Szef Nvidii nie ma równowagi między życiem zawodowym a prywatnym: pracuje 7 dni w tygodniu i nie może nawet obejrzeć filmu, nie myśląc o swojej firmie
Jensen Huang ma problemy ze zbalansowaniem życia prywatnego i zawodowego. O Nvidii i jej sytuacji myśli bez przerwy.

Obecnie największym trendem, który pozwolił Nvidii ścigać się z największymi firmami technologicznymi, jest sztuczna inteligencja. Prawdopodobnie obecna sytuacja w branży i kwestia ceł spędzają sen z powiek Jensena Huanga. Zwłaszcza że szef Nvidii już w zeszłym roku wspominał, iż o swojej firmie myśli cały czas, nawet gdy stara się oddać rozrywce (vide Mein MMO).
Jensen Huang myśli o Nvidii 24 godziny na dobę
Na długo przed premierą RTX-ów 50, Jensen Huang odbył rozmowę, w której opowiedział między innymi o tym, jak wygląda jego równowaga pomiędzy życiem zawodowym, a prywatnym.

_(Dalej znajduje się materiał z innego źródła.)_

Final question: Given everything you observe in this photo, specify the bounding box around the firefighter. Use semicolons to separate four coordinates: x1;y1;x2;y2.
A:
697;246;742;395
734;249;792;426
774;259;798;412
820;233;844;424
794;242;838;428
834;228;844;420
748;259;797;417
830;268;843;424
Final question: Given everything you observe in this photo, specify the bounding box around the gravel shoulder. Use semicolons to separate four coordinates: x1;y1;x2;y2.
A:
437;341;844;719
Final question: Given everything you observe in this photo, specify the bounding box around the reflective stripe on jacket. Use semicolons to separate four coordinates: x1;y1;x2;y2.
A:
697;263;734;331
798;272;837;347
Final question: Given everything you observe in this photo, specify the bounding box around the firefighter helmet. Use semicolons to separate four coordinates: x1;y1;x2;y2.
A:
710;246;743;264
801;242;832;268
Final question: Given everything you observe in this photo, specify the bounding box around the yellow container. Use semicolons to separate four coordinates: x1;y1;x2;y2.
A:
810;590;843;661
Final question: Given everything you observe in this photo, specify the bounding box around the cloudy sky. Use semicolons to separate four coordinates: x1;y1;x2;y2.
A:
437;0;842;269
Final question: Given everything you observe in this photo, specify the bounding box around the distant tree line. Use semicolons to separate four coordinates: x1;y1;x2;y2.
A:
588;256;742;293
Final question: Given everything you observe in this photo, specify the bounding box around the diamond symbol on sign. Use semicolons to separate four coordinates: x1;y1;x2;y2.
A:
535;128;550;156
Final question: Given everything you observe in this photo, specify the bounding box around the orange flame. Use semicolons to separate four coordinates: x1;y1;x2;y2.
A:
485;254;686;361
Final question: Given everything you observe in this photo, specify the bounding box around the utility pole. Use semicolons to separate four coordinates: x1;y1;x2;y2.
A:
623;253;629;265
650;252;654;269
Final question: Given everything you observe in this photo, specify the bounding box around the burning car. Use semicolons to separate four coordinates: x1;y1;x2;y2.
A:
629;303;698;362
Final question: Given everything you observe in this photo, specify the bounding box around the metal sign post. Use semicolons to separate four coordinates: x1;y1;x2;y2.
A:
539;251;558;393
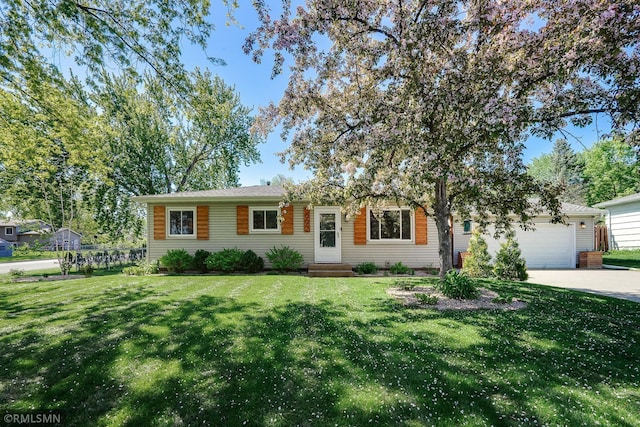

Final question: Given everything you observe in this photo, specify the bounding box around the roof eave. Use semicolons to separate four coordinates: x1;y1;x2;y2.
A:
132;195;296;204
594;200;639;209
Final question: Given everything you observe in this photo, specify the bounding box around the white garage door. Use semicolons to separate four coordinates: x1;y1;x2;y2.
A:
484;223;576;269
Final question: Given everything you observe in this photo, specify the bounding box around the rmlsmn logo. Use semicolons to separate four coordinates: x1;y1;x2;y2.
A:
3;412;62;425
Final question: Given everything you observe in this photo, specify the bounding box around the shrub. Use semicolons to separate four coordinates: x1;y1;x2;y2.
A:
355;262;378;275
493;237;528;281
159;249;193;273
123;261;159;276
462;229;493;278
239;250;264;273
415;293;439;305
192;249;211;273
266;245;304;272
437;270;479;299
9;269;25;278
424;265;439;276
206;248;245;273
389;262;414;275
81;264;95;277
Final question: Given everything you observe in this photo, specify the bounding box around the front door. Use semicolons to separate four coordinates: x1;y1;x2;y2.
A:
314;207;342;263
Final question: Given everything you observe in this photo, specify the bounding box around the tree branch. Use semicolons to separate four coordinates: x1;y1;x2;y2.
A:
334;16;400;46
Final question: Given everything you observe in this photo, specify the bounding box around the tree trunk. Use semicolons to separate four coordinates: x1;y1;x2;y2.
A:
433;178;453;279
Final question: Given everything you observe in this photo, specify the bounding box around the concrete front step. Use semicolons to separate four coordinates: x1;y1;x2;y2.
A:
308;263;354;277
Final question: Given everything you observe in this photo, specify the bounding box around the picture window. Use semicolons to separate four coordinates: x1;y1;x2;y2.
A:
369;209;412;241
168;209;195;236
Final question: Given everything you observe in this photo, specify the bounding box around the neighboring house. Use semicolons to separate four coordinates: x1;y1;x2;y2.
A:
16;231;46;247
594;193;640;250
49;228;83;251
15;219;53;247
133;185;603;270
0;238;13;257
0;221;18;244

Osobiście uznał, że wszystko ma utrzymane w należnej harmonii, ale jego następne słowa zdradziły, że tak naprawdę myślenie o Nvidii zaprząta cały jego czas:
Pracuję tak dużo, jak tylko mogę, od momentu, gdy się obudzę, aż do momentu, gdy idę spać. Pracuję siedem dni w tygodniu, a gdy nie jestem w pracy, to o niej myślę, a gdy pracuję, to skupiam się wyłącznie na tym. Oglądając filmy nawet nie pamiętam o czym były, bo ciągle myślę o pracy.
Jensen Huang doprecyzował, że jego myślenie o pracy nie dotyczy rozwiązywania problemów, chociaż czasem tak się dzieje. Znacznie częściej szef Nvidii zastanawia się nad przyszłością firmy i tym, co jest możliwe do osiągnięcia. W ten sposób Huang traktuje pracę, w pewnym sensie, jako formę fantazjowania o tym, co znajduje się w zasięgu Nvidii.

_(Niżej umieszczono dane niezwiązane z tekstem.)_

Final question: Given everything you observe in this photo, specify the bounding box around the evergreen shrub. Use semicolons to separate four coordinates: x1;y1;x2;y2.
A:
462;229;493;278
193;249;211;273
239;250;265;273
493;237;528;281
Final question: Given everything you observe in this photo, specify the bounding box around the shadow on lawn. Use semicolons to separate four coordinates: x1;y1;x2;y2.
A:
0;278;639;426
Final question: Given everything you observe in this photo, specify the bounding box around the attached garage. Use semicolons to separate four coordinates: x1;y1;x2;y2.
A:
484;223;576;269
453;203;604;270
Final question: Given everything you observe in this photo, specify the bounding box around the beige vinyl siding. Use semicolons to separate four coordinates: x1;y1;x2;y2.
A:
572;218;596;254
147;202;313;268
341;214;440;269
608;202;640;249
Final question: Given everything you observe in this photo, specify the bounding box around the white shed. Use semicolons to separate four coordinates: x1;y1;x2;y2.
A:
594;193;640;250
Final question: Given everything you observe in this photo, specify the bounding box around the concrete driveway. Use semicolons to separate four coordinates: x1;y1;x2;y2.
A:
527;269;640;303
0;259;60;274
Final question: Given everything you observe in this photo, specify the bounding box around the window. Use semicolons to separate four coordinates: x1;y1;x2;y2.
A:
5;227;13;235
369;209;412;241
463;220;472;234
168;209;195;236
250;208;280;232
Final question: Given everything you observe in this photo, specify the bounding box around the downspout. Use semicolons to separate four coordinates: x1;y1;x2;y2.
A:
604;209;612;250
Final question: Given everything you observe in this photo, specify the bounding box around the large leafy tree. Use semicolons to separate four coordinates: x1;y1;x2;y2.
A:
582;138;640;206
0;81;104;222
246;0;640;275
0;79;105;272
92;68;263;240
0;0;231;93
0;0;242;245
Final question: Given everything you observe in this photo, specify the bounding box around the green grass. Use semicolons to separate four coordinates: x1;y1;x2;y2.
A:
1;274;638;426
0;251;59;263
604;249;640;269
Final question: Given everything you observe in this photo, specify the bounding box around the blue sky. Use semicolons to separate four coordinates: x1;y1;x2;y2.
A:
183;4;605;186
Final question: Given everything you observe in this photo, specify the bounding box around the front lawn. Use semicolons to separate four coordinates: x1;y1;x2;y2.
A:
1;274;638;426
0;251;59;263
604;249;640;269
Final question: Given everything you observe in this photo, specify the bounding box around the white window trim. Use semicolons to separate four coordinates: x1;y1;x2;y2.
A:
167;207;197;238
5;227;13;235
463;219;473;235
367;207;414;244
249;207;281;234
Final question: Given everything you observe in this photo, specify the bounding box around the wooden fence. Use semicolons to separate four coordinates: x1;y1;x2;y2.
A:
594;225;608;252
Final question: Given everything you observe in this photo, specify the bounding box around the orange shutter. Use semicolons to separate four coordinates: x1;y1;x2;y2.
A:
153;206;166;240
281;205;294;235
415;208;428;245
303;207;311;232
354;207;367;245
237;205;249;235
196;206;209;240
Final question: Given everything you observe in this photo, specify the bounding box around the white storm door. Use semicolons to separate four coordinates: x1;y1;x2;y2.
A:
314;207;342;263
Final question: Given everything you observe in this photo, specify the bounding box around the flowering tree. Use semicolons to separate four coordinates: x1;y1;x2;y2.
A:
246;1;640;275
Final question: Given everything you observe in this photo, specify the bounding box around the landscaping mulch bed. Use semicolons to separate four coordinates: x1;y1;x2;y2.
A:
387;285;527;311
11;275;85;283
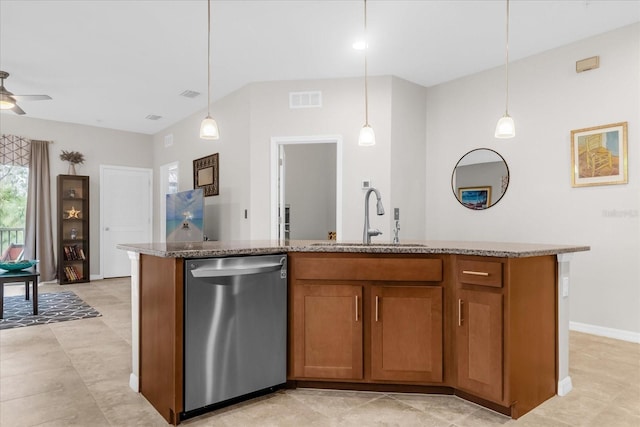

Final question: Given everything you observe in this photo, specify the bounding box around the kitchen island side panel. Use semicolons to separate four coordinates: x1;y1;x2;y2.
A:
139;254;184;424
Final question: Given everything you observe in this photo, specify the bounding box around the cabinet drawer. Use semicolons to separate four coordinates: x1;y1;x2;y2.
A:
457;260;503;288
293;256;442;282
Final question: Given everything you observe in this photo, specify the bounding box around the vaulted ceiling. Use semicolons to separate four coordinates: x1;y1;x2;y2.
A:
1;0;638;135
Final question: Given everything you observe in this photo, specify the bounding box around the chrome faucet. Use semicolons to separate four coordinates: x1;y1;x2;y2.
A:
363;187;385;244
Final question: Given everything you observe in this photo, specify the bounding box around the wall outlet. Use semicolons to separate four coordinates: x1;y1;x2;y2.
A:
394;208;400;220
562;277;569;298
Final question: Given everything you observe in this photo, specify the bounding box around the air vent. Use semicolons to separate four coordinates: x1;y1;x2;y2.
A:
289;91;322;109
180;90;201;98
576;56;599;73
145;114;162;121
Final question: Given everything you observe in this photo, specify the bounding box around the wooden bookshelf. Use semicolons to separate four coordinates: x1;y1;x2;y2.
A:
57;174;90;284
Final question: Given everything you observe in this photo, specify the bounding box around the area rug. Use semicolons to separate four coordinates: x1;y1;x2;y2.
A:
0;291;101;330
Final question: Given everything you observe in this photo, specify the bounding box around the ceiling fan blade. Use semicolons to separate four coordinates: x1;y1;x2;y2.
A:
11;104;26;115
13;94;52;101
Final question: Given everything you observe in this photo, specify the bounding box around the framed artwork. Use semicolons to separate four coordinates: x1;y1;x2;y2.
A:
458;186;491;210
193;153;219;196
571;122;628;187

W 2025 roku jednak na pewno CEO myślał sporo na temat rozwiązywania problemów. Premiera RTX-ów 50 nie należała do udanych, bo poza brakami kart graficznych w sklepach, głośno było o problemach technicznych. Stopione złącza i brak ROP-ów to jedne z sytuacji, które nadwyrężyły opinie Nvidii i zaufanie klientów.
Obecnie firma boryka się z innymi problemami, takimi jak ostatnie naciski ze strony amerykańskich polityków. Ci chcieliby, żeby karty graficzne Nvidii można było zdalnie wyłączyć, jeśli uznano by, że dany egzemplarz został przemycony.
Komentarze czytelników
Znubionek Generał
no i gdzie zrodlo, typie? po co klamiesz?
mirko81 Legend

Jeśli zmniejszy teraz do 6 dni to nastąpi teraz efekt jak z Intelem. Gdy jeden przez drugiego vice zaczną się wykazywać.
Sebcza_k Konsul
Szkoda gościa bo ma kasy jak lodu , mógłby zwiedzać świat , cieszyć się i relaksować ale woli kisnac w firmie i cały czas o niej myśleć …. Dla mnie praca to tylko źródło kasy potrzebnej na realizację celów i tyle - wychodzę , wsiadam do auta i nie myślę o tym nic .
michaler Junior
Ciekawe czy naprawde taki zapracowany. To co mówi Mqaansla może mieć sens. W jednej firmie szef któregoś razu mówił jaki to on zapracowany. Ale według opini niektórych pracowników którzy z nim pracowali to "leser który oczekuje, że się wszystko za niego zrobi"
WolfDale Legend

Tylko trzeba pamiętać że nie tylko on ją stworzył, mimo że pewien Pan się mocno ukrywa ale inżynier o polskich korzeniach również odegrał bardzo kluczową rolę w rozwoju tej firmy. Natomiast Pan Hłang po prostu miał odwagę zaryzykować, bo znalazł się w odpowiednim miejscu i czasie mając możliwości wejść na rynek AI. Po prostu coś na zasadzie Prezydenta Kwaśniewskiego wychwalanego pod niebiosa, a też miał szczęście być w odpowiednim miejscu i czasie kiedy Polska integrowała się z NATO i EU. Nie żeby sam nie czynił odpowiednich kroków ku temu, ale wtedy każdej władzy by na tym zależało aby dociągnąć to do końca.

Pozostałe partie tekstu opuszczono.